A common question in my Inbox reads something like this:
“I really want to pursue [activity, trip, or transition that involves change], but right now I can’t because of [reason or roadblock].
I could spend the next [long period of time] preparing for the big change, but I worry if I wait, I may never do it.
Should I apply myself for years to improve my situation, or should I find a way to do it now?”
Details vary, of course—but I hear versions of this question several times a day.
I’m not in the business of telling people what to do, and this question is especially contextual: the right answer will always depend on the specific situation and person. Some people should probably wait it out, and others should probably quit waiting and start taking action—but here’s a general answer that may be helpful.
It seems that some people can indeed wait, saving and preparing for years, and then actually move forward with their goal. My favorite example in this regard is Jodi Ettenberg, who devoted years of her work as an attorney in New York to saving for a different life. Six years in, she left to travel… and hasn’t returned to the world of “real” work in the three years since.
Only you can answer the question of whether you could do the same. If you can, that’s great. I would suggest, however, that most of us are not like Jodi. Most of us find that life gets in the way. We find other reasons to delay or defer. This is why I tend to have an action bias. Whenever I have a choice, I want to choose forward motion.
When someone says “I have an idea to do something next year,” I think “Great! How about next month?”

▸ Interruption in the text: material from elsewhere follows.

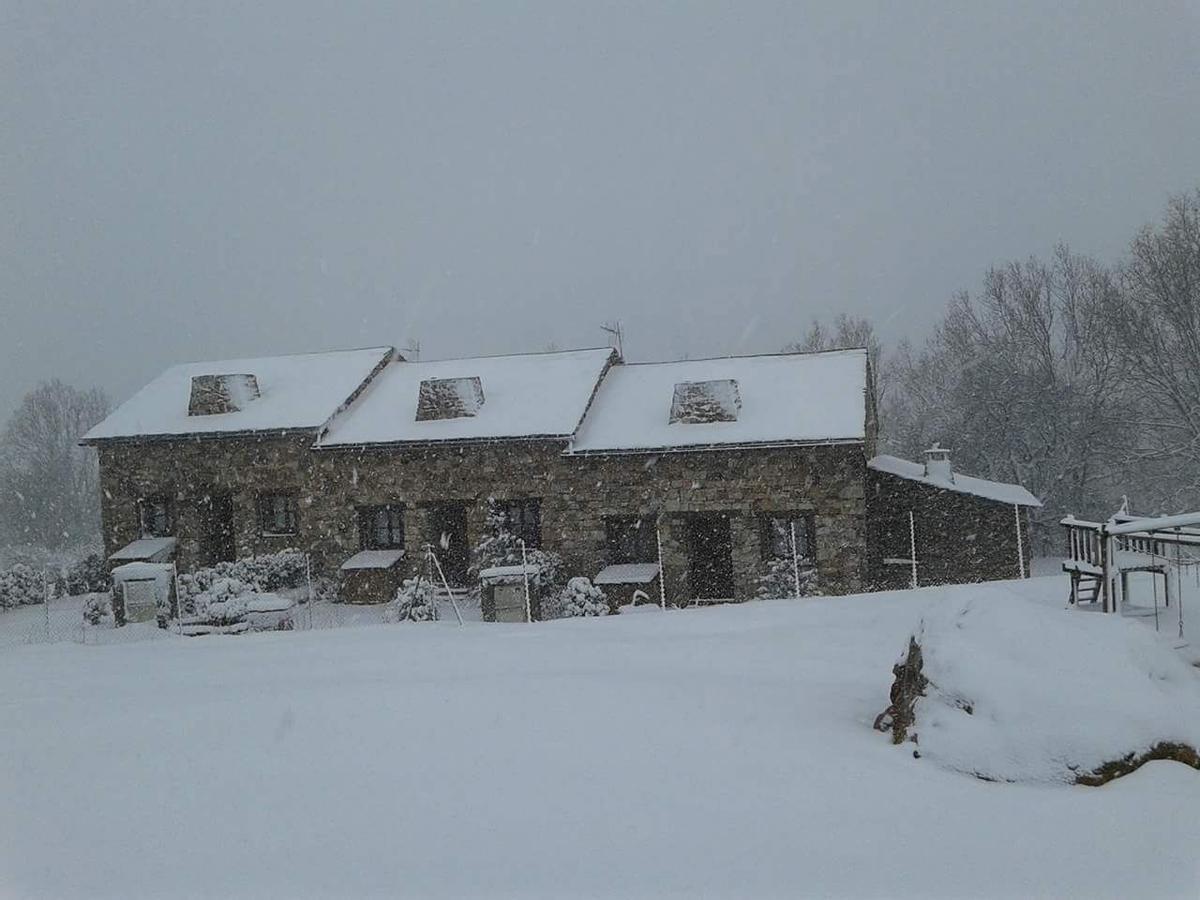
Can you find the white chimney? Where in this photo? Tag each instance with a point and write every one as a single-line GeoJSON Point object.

When someone says “I might do this one day,” I think “Great! Why not today?”
This answer isn’t the same as just saying “Go for it!” Sometimes, “Go for it” is the wrong answer. I’ve just learned to choose action over inaction whenever possible.
Another way to think of it comes from something that Sir John Templeton said:
The most dangerous words in investing are ‘this time it’s different.’
What he meant was that investors tend to repeat common mistakes, failing to see that the results will be the same even if a few irrelevant circumstances have changed. This is why people continue to lose money and fail to learn from their mistakes.
These words—“this time it’s different”—are dangerous in more than just investing, because of our tendency to wrongly predict the future.
If you’re facing a dilemma of wait-it-out-or-do-it-now, ask yourself, “If I wait a year or two, what will really be different?” Only you can answer it, and the answer will determine your best plan of action.
You may be able to split the difference … but don’t count on it. Sooner or later, you’ll probably have to choose.
How about you—are you waiting it out or taking the leap?
Side note: I also hear a lot of questions from readers about traveling independently as a woman. Since I’m not a woman, I send them to Jodi—and also to Juno, Stephanie, Shannon, Joumana, Crystal, Janice, Tracey, Cailin, and Kelly.